I think about Rodney and Betty, the couple Rosie told me had held hands every day.
They
didn't need memory to have a connection.

“But—”

“Look,” Eric says, “this job can be difficult. These people are at the end of their lives, and it's sad. Particularly for Luke and Anna, being so young. But in order to do this job, you need to keep a certain distance. You are, first and foremost, a staff member here. And while it's wonderful that you care so much about the residents, your job is to cook and clean. So leave things to the night nurse from now on, eh? After all, that's what she's paid for.”

“Okay.” It's hard, but I force myself to meet his eye. “I will.”

Eric claps his hands, indicating a change of topic. “Anyway, I should get my day started.” He turns toward the door, then pauses. I have an almost overpowering urge to give him an almighty shove to get him out of my sight.

“So we're clear about Luke and Anna, then?” he says.

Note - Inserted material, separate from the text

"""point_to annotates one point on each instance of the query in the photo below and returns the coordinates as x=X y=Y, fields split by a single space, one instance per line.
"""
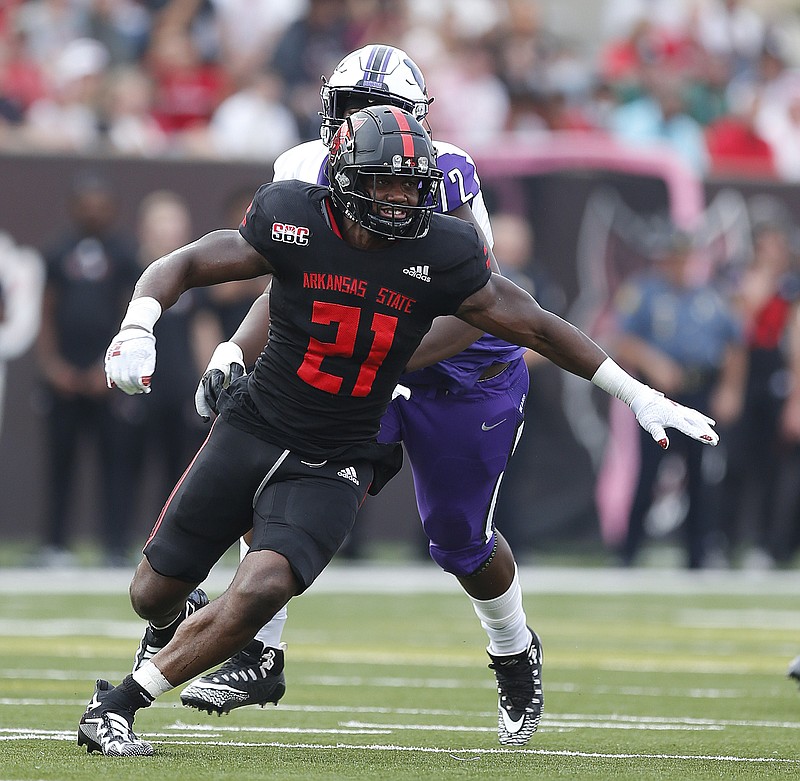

“Perfectly clear,” I say, even though the one thing I am
not
clear on is Luke and Anna.

 

21

Anna

Twelve months ago …

“P-promise me something,” Young Guy says as I pull a sheet over my chest. We're in my bed, a squeeze for two grown bodies, but we are managing pretty well. I don't know what time of day it is, and I don't care. I don't have anywhere to be. I have
Alzheimer's disease.

“Sure.”

He watches me carefully, his face becoming hard-lined. “Promise we'll … be together. R-right until the end?”

I smile, because I can't help it when I look at him. “I can't promise that. And neither can you.”

“I c-can.”

“Okay, you can. But just because you say it doesn't make it so. When we get worse, they could separate us very easily and we'd have no idea.”

“We would.” He props himself onto an elbow. “We'll … make an order. Do not s-separate.”